Una delle maggiori pecche  dell’istruzione italiana (per altri versi estremamente valida) è non preparare gli studenti alla necessità di fare marketing di se stessi (e rari sono i casi in cui vengono preparati ad affrontare un colloquio di lavoro).  Posso eccellere nel mio settore ma se nessuno lo sa il tempo spesso a prepararmi è stato inutile.

Il rischio (che mi par quasi un dato acclarato) è  creare una generazione di persone parcheggiate in attesa del lavoro,  per il quale hanno investito risorse (economiche, intellettive, personali), che ormai è quasi un’utopia. Ed intanto che si fa? Un lavoretto di tanto in tanto (spesso nemmeno lontanamente attinente a quello dei sogni), ma soprattutto  si butta via tempo alla propria preziosa vita, ad inseguire  qualcosa che  difficilmente può essere garantito.

Matrix e le varie realtà

Confrontandomi su come sarebbe più idoneo affrontare un colloquio di lavoro con un’altra esaminatrice, è venuto fuori un discorso interessante.

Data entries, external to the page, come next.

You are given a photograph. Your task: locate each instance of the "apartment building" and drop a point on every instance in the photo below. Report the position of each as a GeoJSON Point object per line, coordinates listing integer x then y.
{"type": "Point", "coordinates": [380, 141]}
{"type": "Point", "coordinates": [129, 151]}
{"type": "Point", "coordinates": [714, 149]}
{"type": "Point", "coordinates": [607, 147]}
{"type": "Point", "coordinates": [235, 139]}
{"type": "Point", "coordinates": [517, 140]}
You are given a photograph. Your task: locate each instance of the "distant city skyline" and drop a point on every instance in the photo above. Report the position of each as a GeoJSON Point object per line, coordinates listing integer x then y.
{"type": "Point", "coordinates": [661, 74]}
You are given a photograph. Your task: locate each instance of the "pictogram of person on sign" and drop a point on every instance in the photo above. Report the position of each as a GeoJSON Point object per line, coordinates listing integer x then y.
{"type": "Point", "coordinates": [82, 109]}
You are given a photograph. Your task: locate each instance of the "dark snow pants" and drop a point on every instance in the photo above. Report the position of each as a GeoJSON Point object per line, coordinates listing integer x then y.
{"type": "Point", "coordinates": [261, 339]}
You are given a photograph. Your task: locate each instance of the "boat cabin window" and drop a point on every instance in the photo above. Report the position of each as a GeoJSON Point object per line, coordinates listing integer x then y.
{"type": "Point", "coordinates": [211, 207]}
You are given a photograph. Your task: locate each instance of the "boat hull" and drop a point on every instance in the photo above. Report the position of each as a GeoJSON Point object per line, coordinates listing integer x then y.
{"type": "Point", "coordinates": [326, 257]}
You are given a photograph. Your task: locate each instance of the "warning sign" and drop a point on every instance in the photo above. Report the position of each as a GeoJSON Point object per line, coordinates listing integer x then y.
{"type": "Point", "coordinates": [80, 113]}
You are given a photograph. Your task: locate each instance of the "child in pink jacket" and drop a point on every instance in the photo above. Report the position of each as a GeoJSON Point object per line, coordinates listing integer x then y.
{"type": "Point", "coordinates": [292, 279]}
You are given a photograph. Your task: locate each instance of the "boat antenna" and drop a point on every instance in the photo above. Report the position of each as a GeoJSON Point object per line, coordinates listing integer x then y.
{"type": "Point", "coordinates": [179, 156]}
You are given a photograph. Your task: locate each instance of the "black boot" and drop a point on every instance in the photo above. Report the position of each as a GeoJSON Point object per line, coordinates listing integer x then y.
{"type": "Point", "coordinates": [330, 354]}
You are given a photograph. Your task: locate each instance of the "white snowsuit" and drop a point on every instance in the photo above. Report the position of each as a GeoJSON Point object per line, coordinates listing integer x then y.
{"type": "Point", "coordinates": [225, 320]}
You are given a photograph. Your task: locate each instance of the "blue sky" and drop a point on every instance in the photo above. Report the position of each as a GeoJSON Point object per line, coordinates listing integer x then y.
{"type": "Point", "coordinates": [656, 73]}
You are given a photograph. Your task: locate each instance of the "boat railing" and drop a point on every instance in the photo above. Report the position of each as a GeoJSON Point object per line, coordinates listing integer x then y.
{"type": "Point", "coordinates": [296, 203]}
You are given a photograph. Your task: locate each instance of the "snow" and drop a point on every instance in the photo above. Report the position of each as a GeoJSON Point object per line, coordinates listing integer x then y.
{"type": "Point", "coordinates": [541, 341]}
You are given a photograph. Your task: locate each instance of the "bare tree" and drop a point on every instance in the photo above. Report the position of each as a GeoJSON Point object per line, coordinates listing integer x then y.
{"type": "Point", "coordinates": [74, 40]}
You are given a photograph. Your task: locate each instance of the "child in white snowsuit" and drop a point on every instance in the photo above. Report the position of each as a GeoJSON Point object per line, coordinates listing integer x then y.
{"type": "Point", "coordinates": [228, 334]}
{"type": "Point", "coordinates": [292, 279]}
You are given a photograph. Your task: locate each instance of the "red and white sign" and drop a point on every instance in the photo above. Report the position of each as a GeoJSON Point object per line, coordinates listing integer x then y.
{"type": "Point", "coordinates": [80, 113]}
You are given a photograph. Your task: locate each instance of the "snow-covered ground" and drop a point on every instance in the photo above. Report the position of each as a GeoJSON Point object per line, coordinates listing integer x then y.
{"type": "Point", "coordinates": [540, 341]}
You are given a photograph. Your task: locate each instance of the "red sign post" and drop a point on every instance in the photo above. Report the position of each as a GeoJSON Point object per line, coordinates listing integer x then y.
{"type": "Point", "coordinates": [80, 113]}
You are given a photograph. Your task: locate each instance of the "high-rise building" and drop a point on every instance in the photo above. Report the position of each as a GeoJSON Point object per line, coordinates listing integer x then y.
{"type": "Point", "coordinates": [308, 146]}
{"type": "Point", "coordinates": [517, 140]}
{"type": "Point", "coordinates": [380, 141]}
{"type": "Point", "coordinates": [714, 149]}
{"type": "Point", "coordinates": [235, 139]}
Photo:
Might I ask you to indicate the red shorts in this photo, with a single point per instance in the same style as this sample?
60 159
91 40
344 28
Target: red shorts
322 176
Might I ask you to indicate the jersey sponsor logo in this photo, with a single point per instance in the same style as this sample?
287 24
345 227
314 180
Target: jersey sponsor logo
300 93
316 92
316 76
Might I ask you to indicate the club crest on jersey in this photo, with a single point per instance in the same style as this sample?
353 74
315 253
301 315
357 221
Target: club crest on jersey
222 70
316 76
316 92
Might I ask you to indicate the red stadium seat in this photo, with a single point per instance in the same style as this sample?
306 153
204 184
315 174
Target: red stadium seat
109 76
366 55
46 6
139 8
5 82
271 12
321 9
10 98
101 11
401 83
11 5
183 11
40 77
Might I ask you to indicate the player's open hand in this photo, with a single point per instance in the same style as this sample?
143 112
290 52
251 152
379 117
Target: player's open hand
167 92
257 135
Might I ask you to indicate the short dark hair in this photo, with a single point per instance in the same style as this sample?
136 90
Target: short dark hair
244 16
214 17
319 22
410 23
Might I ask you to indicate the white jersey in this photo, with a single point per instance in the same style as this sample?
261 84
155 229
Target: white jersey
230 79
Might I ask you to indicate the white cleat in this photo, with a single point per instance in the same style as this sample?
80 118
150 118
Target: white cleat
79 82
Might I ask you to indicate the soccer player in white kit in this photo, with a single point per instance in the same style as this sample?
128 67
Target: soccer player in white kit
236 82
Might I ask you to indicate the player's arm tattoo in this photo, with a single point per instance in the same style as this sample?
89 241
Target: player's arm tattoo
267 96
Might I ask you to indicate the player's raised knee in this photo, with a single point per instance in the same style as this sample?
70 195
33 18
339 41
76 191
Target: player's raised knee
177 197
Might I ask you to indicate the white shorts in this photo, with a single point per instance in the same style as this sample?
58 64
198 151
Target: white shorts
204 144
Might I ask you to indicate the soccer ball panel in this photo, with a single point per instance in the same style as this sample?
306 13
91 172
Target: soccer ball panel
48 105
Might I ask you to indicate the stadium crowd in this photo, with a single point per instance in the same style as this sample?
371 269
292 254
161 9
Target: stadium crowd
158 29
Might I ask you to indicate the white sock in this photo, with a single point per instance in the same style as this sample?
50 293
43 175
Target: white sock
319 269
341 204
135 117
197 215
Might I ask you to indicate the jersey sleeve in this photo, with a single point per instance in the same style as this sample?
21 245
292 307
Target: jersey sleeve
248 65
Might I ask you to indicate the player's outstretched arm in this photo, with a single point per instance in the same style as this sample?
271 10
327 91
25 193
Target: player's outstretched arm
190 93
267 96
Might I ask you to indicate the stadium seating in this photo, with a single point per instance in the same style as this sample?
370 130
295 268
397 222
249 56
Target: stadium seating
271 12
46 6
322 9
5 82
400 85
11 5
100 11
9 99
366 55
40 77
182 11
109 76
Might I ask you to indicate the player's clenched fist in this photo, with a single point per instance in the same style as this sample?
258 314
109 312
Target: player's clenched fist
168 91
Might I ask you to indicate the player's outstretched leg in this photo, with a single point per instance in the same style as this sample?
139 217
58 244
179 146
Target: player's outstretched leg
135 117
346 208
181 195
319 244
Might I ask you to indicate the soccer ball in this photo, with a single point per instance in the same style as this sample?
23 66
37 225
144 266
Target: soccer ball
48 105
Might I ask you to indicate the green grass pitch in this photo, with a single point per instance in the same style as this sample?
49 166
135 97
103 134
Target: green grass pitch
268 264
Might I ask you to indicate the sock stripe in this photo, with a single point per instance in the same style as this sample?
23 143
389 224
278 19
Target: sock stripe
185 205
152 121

Innanzitutto quanta impreparazione ci sia nel fronteggiare il mondo del lavoro attuale. Questa impreparazione  ha la sua radice in una cultura che perpetua se stessa in molti ambiti ma principalmente in quelli che le persone sentono come più significativi:  scuola, famiglia,  amici e conoscenti.

E’ come se si fosse in Matrix!

Non so se tutti conoscono questo film. E’ una storia molto complessa, strutturata su più livelli di significato, che potrebbe quasi rappresentare un trattato di filosofia o psicologia. Matrix è la realtà che percepiamo, o meglio che siamo stati abituati a percepire: per noi è la normalità e non può essere diversa (così se sono alla ricerca del posto di lavoro fisso ecco che lo inseguirò e/o lo aspetterò finché non lo troverò/arriverà).  Ma chi comprende che la realtà è differente si rende conto che Matrix è solo una realtà fittizia (anche se in molti casi funzionale).

 

Per noi che facciamo coaching e soprattutto per me che sono uno psicologo, è frequente incontrare persone all’interno di Matrix (con le proprie frustrazioni, le proprie nevrosi, le proprie sofferenze, le proprie insoddisfazioni, di cui a volte non se ne comprende la genesi e la motivazione). Quello che fondamentalmente facciamo e far dare un occhiata alle persone al di fuori di Matrix, facendogli scoprire che esiste una realtà, un modo di vedersi e un modo di fare differente da quello in cui si è immersi. Modo di vedersi che spesso frustra le attitudini, i progetti delle persone, perché sono staticamente abituati a vedersi così (ciò vale anche in relazione all’immagine che gli altri ci rimandano di noi stessi), ma al contempo accompagnati da una sensazione di insoddisfazione, con la percezione che non  tutti i tasselli sono al proprio posto. La negazione di questa percezione può portare a esiti diversi, tutti a mio avviso alienanti da se stessi: una negazione che allontana le persone dai propri desideri, che le comprime nell’impossibilità di esprimersi nell’esperienza della loro unicità di persone.

E allora la domanda è:

Coaching?

Si, Grazie per tutti.

E’ rischioso partire, ma è un peccato non farlo!

Perché si potrebbe correre il rischio di rimanere seduti su una poltrona (assimilabile metaforicamente a quella che i coach chiamano zona di comfort) come spettatori davanti ad un televisore in cui qualcun altro trasmette il film (Matrix) della e sulla nostra vita.